Humorous books can help get kids into the reading spirit
If you’re trying to interest children in reading (and I hope you are), one of the best ways to begin is with books that are funny. After all, who doesn’t like to laugh?
Today’s reviewed books illustrate that point perfectly. For older readers, trot around the globe with a 4,000-year-old mummy who is trying to rescue his mummified mother, stolen by grave robbers. For younger children, read about four big chickens that are afraid of just about everything, or become a detective and find out who left all those crazy moose tracks.

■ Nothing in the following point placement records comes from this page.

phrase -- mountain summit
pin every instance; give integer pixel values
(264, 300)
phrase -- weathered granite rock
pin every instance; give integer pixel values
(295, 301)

Laughter is good medicine in more ways than one, and when a child hears a funny story, there can be no other conclusion on the child’s part – reading is fun.
Books to Borrow
The following book is available at many public libraries.
“The Mummy’s Mother” by Tony Johnston, Blue Sky Press/Scholastic, 2003, 160 pages
Read aloud: age 8 and older. Read yourself: age 8-9 and older.
Grave robbers have made their way into one of the great pyramids in Egypt. Awakened by the invaders, 10-year-old mummy Ramose realizes they are stealing his mummy mother, the queen. The two of them have been sealed in the secret tomb for more than 4,000 years, waiting for the afterlife.
Knowing it is his job to get his mother back to the tomb, Ramose scrambles to find her. With the help of a crabby talking camel and some young American tourists, Ramose follows his mother and her robbers across the desert, onto a large ship, all the way to New York City.
Will he be able to find her, and if so, will they be able to return to their tomb in Egypt? A hilarious, globetrotting adventure, this original, fresh novel is first-rate.
Library: Douglas County Public Library, 1625 Library Lane, Minden
Library Director: Linda Deacy
Youth Services Librarian: Kathy Echavarria
Choices this week: “The Penderwicks: A Summer Tale of Four Sisters, Two Rabbits, and a Very Interesting Boy” by Jeanne Birdsall; “Don’t Fidget a Feather” by Erica Silverman; “Honey … Honey … Lion” by Jan Brett
Books to Buy
The following books are available at favorite bookstores.
“Big Chickens” by Leslie Helakoski, illustrated by Henry Cole, Dutton, 2006, 32 pages, $15.99 hardcover
Read aloud: age 3-4 and older. Read yourself: age 7 and older.
“One day four big chickens peeked out the coop window and saw a wolf sneak into the farmyard.”
Terrified, the chickens squawked, knocked into one another, and ran out of the coop and into the woods to hide. Afraid to go home, the four chickens walked deeper into the woods, but there they faced more things that frightened them.
With each new obstacle, the chickens discussed what they were afraid of, and the more they talked about it, the more scared they became until they completely lost control of themselves and wound up experiencing the very things they feared most.
From falling into a muddy ditch, dodging a pasture full of scary cows, and toppling out of a boat into the water, these chickens were one frazzled bunch. But when they came to a dark cave where they might be bats or “a big, hairy, chicken-chomping animal,” who do you think was there?
Loaded with humor and just the right dash of apprehension, “Big Chickens” will have children laughing and begging for repeat readings.
“Moose Tracks!” by Karma Wilson, illustrated by Jack E. Davis, McElderry Books, 2006, 32 pages, $16.95 hardcover
Read aloud: age 3-4 and older. Read yourself: age 7.
“There are moose tracks on my back porch. I’m not sure how they got there. One thing I’m fairly certain of – last night those tracks were not there.” But wait – there are moose tracks everywhere in this narrator’s house. They are in the kitchen, in the den, the bathroom and the bedroom. They’re even outside by the barbecue. Humm…who could have left such a mess?
Part mystery, part whodunit, and 100 percent fun, “Moose Tracks!” will have young detectives smiling on every page.